Wenn man stirbt, dann kommt ein Lebensabspann, unterlegt mit einem Lebensabspannsong. Man schließt die Augen, schwebt noch ein wenig über seinem Körper herum und dann erklingt er. Bei mir wird es „Hey Jude“ von den Beatles sein. Dieses tiefe Wissen überkam mich, als ich gerade meine Spätzlepresse wusch. Der Teig klebt immer so in den Löchern.

Das Schöne am Tod und der Lichtgeschwindigkeit ist: Sie sind das Ende des Kapitalismus. In meditativen Momenten, beim Spülen oder beim Kacken, überkommt mich oft der Gedanke, dass der Mensch nicht artgerecht gehalten wird. Wegen des Kapitalismus. Sie werden mir folgen können, wenn der Wecker morgens zur Arbeit peitscht. Wenn Sie im Büro sitzen und draußen die Sonne scheint. Wenn Sie im Grünen nach Körner picken wollen wie die Biohühner. Aber nicht dürfen. Besonders artfremde Massenmenschenhaltung findet man auf den Finanzmärkten. Es sind nicht nur die üblichen Grausamkeiten des Bürolebens (zu wenig Auslauf, soziale Isolierung).

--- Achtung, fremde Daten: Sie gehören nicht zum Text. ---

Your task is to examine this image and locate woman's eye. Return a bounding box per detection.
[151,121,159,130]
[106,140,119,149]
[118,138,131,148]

Nein, wegen der fortwährenden Adrenalin- und Testosteron-Flutungen beim Kaufen, Verkaufen, Kaufen, Verkaufen, verlieren diese armen Finanzheinis auch noch jegliches Gespür für die Freuden sozialer Interaktion mit echten Menschen. Das ständige emotionale Masturbieren wegen der Kurse führt zu Stress, Impotenz, Herzinfarkt, „Hey Jude“ und Schluss.

Ein Freund von mir ist staatlich zertifizierter Kanalsanierer. Er sorgt dafür, dass die Scheiße abfließt, was so komplex ist wie eine Mondlandung. Er übt seinen Beruf sehr gern aus. Kürzlich sagte er: „In München grassierte bis 1850 der Typhus. Die Menschen starben an Durchfall. Dann kam die Kanalisation. Heute stirbt in München niemand mehr an Typhus.“ Wohl wahr. Es ist so, dass 2,5 Milliarden Menschen auf der Welt ohne Kanalisation leben. Ich möchte allen Akteuren der Finanzmärkte zurufen: Macht etwas Sinnvolles. Beschäftigt euch mit echter Scheiße. Werdet Kanalbauer.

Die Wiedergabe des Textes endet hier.